Why is Australian Garlic purple? This question has been bugging me for quite some time. Many people have come up with explanations for its color, but I am not one of them. I prefer a real Australian tea as a cup of tea, rather than a side dish. Here are the facts.
Garlic has been used in Australia since the first settlers arrived from Italy around the 17th century. It was a common delicacy for the elite class back then, although not for everyone. In modern times, it has become a widely-used crop as a food source as well as a flavoring for dishes. Because of its popularity and availability, it’s not surprising that many people find it to be off-putting in the same way as synthetic alternatives like American garlic.
A natural, unprocessed product, Australian garlic is a cross between an onion and a bulb of garlic. The resulting product has a strong aroma and taste, more akin to leeks than a clove of garlic. There is some controversy as to the actual origination of this hybrid plant. Some believe it came from New South Wales in Australia, while others say it came from China. Some even believe that it originated in Mexico.
If you truly understand the plant, it’s a fairly simple matter to answer the question of “Why is Australian garlic purple?” Since the name itself hints at the mystery behind the plant, one could say it simply means “purple plant,” thus bringing to mind royalty. While I don’t know if the story behind the name is true or not, it certainly does evoke comparisons to the French monarchy in history. This is especially true when we consider the many members from France who settled in Australia, or the French monarchies that colonized the southern United States.
The product itself is highly recommended for those suffering from garlic breath or sensitive gums.

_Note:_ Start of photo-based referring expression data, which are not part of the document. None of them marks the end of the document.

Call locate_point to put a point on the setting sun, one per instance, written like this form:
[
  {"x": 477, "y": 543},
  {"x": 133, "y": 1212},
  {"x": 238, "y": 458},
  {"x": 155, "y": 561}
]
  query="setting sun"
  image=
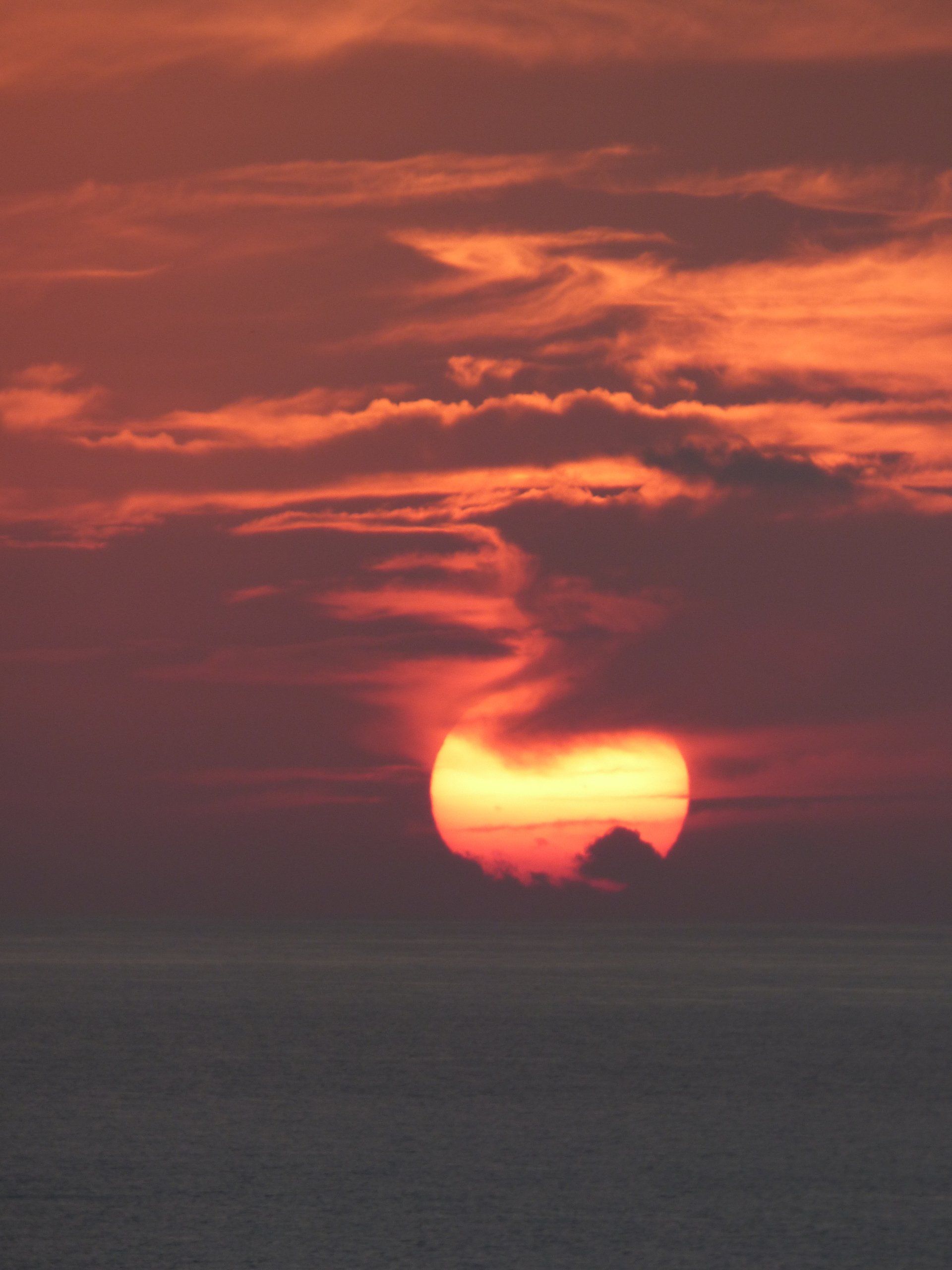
[{"x": 536, "y": 810}]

Many recipes call for crushed garlic or peeled garlic. If you crush the garlic to a consistency more similar to that of a small cookie, it will be easier for your mouth to accept and digest. Those with sensitive gums will also find this helpful.
There are a variety of uses for this product. It can be added sparingly to any recipe where you would normally add a clove or two. In place of a garnish, it makes an excellent base for stews or stir-fries. When buying why is Australian garlic purple, make sure you purchase the genuine product to avoid poisoning yourself with a fake product.